When you remove a user from a team (or even a vault) the vault or team is effectively removed from the user's computer. The account will still "exist" in the preferences but it'll be suspended and their only option is to delete the account or have the admin restore the account.
Given the nature of passwords, if you've removed someone from the team you'll still want to change passwords for any items they have had access to if that's a concern.
Does that help answer your question? I'm happy to give you more information if you have more questions or if I somehow misunderstood your question. Just let me know!
While in theory the passwords should be changed, but shouldn't a new vault key also get generated/encrypted and the existing passwords get re-encrypted with the new vault key?
The case I was thinking about is: If for whatever reason that revoked user got access to an encrypted password that got added after he was revoked, he can still use the same vault key to decrypt it.
On a different note, I was trying to understand the granting access part and so far (correct me of I am wrong :)) I think it has to be done in a 3-stage process. 1. invite user, 2. user accepts and generates priv/pub and pushes encrypted priv + pub to 1password, 3. admin confirms the grant by encrypting the vault key with the new user's public key. Did I get it right?

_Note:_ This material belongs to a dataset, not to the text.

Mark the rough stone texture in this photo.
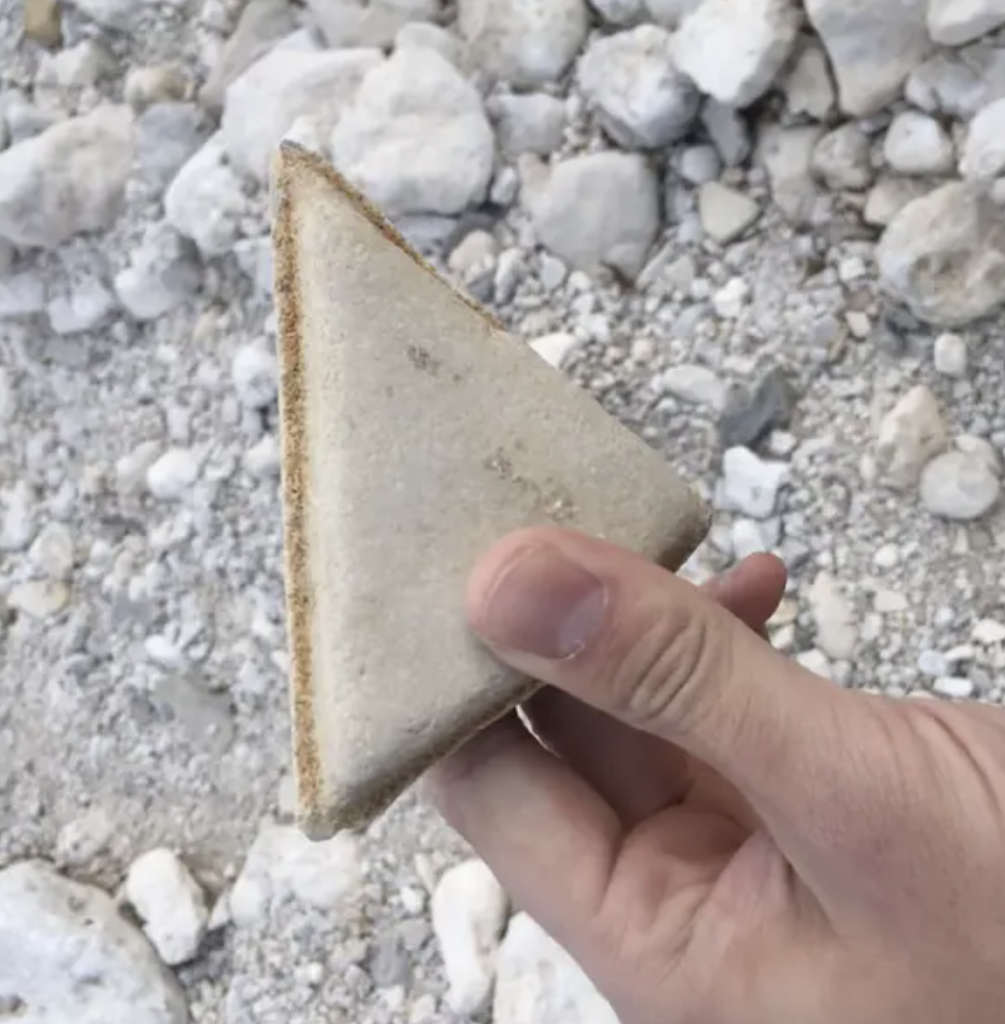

Lastly, would it be more secure if instead of using a master vault key just rely on priv/pub key of each user. When one member adds a new password, they encrypt it with each user's public key and provide it to them (can be considered as a big disadvantage to this approach). I think it makes revocation easier and denies access to future passwords since the user will be out of the team and won't receive new passwords created. But I am not a security expert, so I won't claim anything. :)
Well spotted about the revocation and password change issue.
At the moment, the way we address this is through server policy to prevent the user with rescinded access from getting any new vault data from the server. But as you correctly note, this isn't enforced by the cryptography.
There is a technique, called "lazy encryption" by some, to manage this sort of thing. What would happen is that any time there is a password change or someone is kicked out of a vault, a new key is created for the vault and all changes and new items are encrypted with the new key. The new key will also encrypt the previous key.
With this, someone who still has an "old key" can cryptographically decrypt things that they could have before (but they could have saved those things before), but would not be able to get at new or modified data.
I spoke about this problem (as it applies to things like a password change) in my talk at PasswordsCon 2014 in Las Vegas, which should give you some idea of how long we've been thinking about this problem.
We've got some of the underlying infrastructure in place for this, but as you can obviously see we didn't get this all working by the time of the release of our beta.
But I cannot make any promises whatsoever about when it will actually be implemented.
Ah got it. I think implementing it as a server policy is fine for now.
What would be nice is to have 1password regenerate and assign new passwords for certain supported services when a user leaves a vault. Not sure about its feasibility but if implemented correctly it can be a big feature win.
Oh that would be nice. The difficulty is in keeping track of "supported services" and making sure that they haven't changed their password change forms yesterday.
Standardized password change forms would make our lives (and our customers' lives) so much easier.
It's not impossible, but it it takes a lot of maintenance, to make sure that it behaves as expected. And when you are automating password changes you really want to make sure that it does work as expected.
Agreed. The lack of standards around this makes it very challenging and the implementation will be against a constantly moving target. We all know how this ends. :)
But it can also open the door further(not that it cannot now) to have 1password team become central password store for your production environment. I can envision a 1password agent (with hsm support maybe) running on a machine to provide processes with required passwords/keys as a way to eliminate the need to store passwords on disk. If the box gets compromised, changing the password in one central location so that others pick it up can be convenient.
For your second question boils down to "item sharing" versus "vault sharing".
Item sharing is more flexible than vault sharing, but it requires more work to see who has access to what. It also involves many more public key operations. And it makes things more complicated in finding efficient ways of actually getting things to the right individuals.
But as things develop we may switch to something more in line with what you suggest.
Yes, it definitely has cons and introduces complexity. But maybe if a proper REST API is built around the concept it can reduce some of the complexity at the surface.
The client will still have to encrypt for every user they need to give the password to and I don't know how expensive can this be in a large team but my assumption here is that people read passwords a lot more than write/edit them.
Given the nature of passwords, if you've removed someone from the team you'll still want to change passwords for any items they have had access to if that's a concern.
Does that help answer your question? I'm happy to give you more information if you have more questions or if I somehow misunderstood your question. Just let me know!